Os livros de Mia Couto são sempre um milagre. Profundamente enraizados na cultura moçambicana, têm para oferecer as cores, os sons, os aromas e os sabores dessa porção oriental de uma África que o viu nascer há 70 anos. Tal como acontece com o conjunto da sua obra, a prosa está envolta numa sonoridade única que lhe acrescenta autenticidade e lirismo. Vestido de poesia, “A Chuva Pasmada” é um primor de realismo mágico, onde o natural e o quotidiano se mesclam com o fantástico e o sobrenatural. Também aqui vamos encontrar um significativo conjunto de elementos místicos, espirituais e fantásticos, em convivência estreita com o dia a dia simples, no qual a inocência das crianças e o conhecimento milenar dos anciãos ganham expressão e ajudam a reflectir sobre as questões universais da humanidade. Daí que não seja estranho que avô e neto se assumam como os pilares desta história, fazendo girar à sua volta os mundos do saber e da descoberta em matérias que cruzam identidade e memória, conhecimento e afirmação, representação pessoal e condição humana.

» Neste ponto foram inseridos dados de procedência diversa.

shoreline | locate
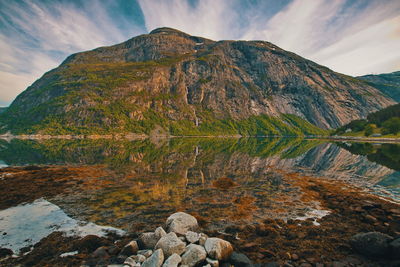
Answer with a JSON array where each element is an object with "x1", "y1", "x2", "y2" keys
[{"x1": 0, "y1": 133, "x2": 399, "y2": 143}]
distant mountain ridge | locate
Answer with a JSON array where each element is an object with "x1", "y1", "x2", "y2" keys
[
  {"x1": 358, "y1": 71, "x2": 400, "y2": 102},
  {"x1": 0, "y1": 27, "x2": 394, "y2": 135}
]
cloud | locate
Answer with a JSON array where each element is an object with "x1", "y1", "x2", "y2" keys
[{"x1": 0, "y1": 0, "x2": 144, "y2": 106}]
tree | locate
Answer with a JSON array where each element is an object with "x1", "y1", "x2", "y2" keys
[
  {"x1": 364, "y1": 124, "x2": 376, "y2": 136},
  {"x1": 382, "y1": 117, "x2": 400, "y2": 135}
]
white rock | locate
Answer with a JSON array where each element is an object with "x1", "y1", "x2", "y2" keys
[
  {"x1": 166, "y1": 212, "x2": 198, "y2": 235},
  {"x1": 206, "y1": 257, "x2": 219, "y2": 267},
  {"x1": 162, "y1": 253, "x2": 182, "y2": 267},
  {"x1": 199, "y1": 233, "x2": 208, "y2": 246},
  {"x1": 204, "y1": 238, "x2": 233, "y2": 260},
  {"x1": 185, "y1": 231, "x2": 200, "y2": 244},
  {"x1": 142, "y1": 248, "x2": 164, "y2": 267},
  {"x1": 181, "y1": 244, "x2": 207, "y2": 267},
  {"x1": 155, "y1": 232, "x2": 186, "y2": 258}
]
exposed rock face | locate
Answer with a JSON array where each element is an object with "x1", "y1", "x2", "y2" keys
[{"x1": 0, "y1": 27, "x2": 394, "y2": 134}]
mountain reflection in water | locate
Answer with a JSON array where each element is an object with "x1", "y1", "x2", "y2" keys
[{"x1": 0, "y1": 138, "x2": 398, "y2": 231}]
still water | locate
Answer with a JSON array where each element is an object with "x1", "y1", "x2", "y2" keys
[{"x1": 0, "y1": 138, "x2": 399, "y2": 253}]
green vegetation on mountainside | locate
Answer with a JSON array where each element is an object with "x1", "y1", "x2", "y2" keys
[{"x1": 333, "y1": 104, "x2": 400, "y2": 137}]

Um avô e um neto, sim. Mas também um pai e uma mãe, uma tia e… Ntoweni. Seis personagens que, tal como Neruda, irão “saltar para a água para cair no céu”, ante um gotejar sem chuva, um cacimbo sonolento e espesso, uma chuva pasmada. Chamar-lhe-ão chuvilho e rirão muito, para logo perceberem que a indecisão da chuva não é motivo de alegria e que a diferença entre andar e nadar são duas letrinhas apenas. Feitiço, maquinação de quem queira mal aos habitantes da aldeia, obra dos fumos da nova fábrica ou castigo de Deus, a inundação sem chão faz com que histórias adormecidas rompam à superfície: O homem morto num abraço, um barco que desce até ao mar largo, um rio que nasce de uma cabaça quebrada no chão, roupa lavada solta na corrente, um filho que se vê numa gota de chuva. Tudo muito bem arrumado numa mesma gaveta onde cabem milhares de arco-íris a luzinhar à volta de uma nuvem, um português falado com mais ondas que curvaturas, a certeza de que antes ao sol do que mal acompanhado, uma cadeira sagrada ou uma tia a rezar na pequenina igreja: “Pai nosso, cristais no Céu, santo e ficado seja o vosso nome.”

O leito seco de um rio, uma ponte em ruínas, um punhado de casas pobres, uma tabuleta de letras indistintas onde outrora estivera gravado “Sembora”, o nome da aldeia que os habitantes esqueceram. Também uma fábrica, com o seu ruído constante, os seus fumos, o seu patrão branco. Mundo deste nosso mundo, a aldeia e os seus habitantes parecem reger-se por leis diferentes, do domínio do sobrenatural, servindo de modelo ao olhar de Mia Couto e à sua necessidade de contrapor as realidades mais divergentes. Na representação dessas identidades, o autor questiona a visão sobre o homem africano, sobretudo os arquétipos de pureza ou autenticidade ainda presentes, bem como os lugares-comuns da sua representação: as crendices, a feitiçaria ou a sexualidade. Conceitos como a identidade cultural ou o conflito entre o olhar europeu e o periférico num contexto pós-colonial fazem vir ao de cima os estigmas supremacistas que persistem numa lógica colonizadora. É Moçambique ainda a encontrar o melhor rumo, toda uma sociedade em contínua construção, cinquenta anos volvidos sobre a independência.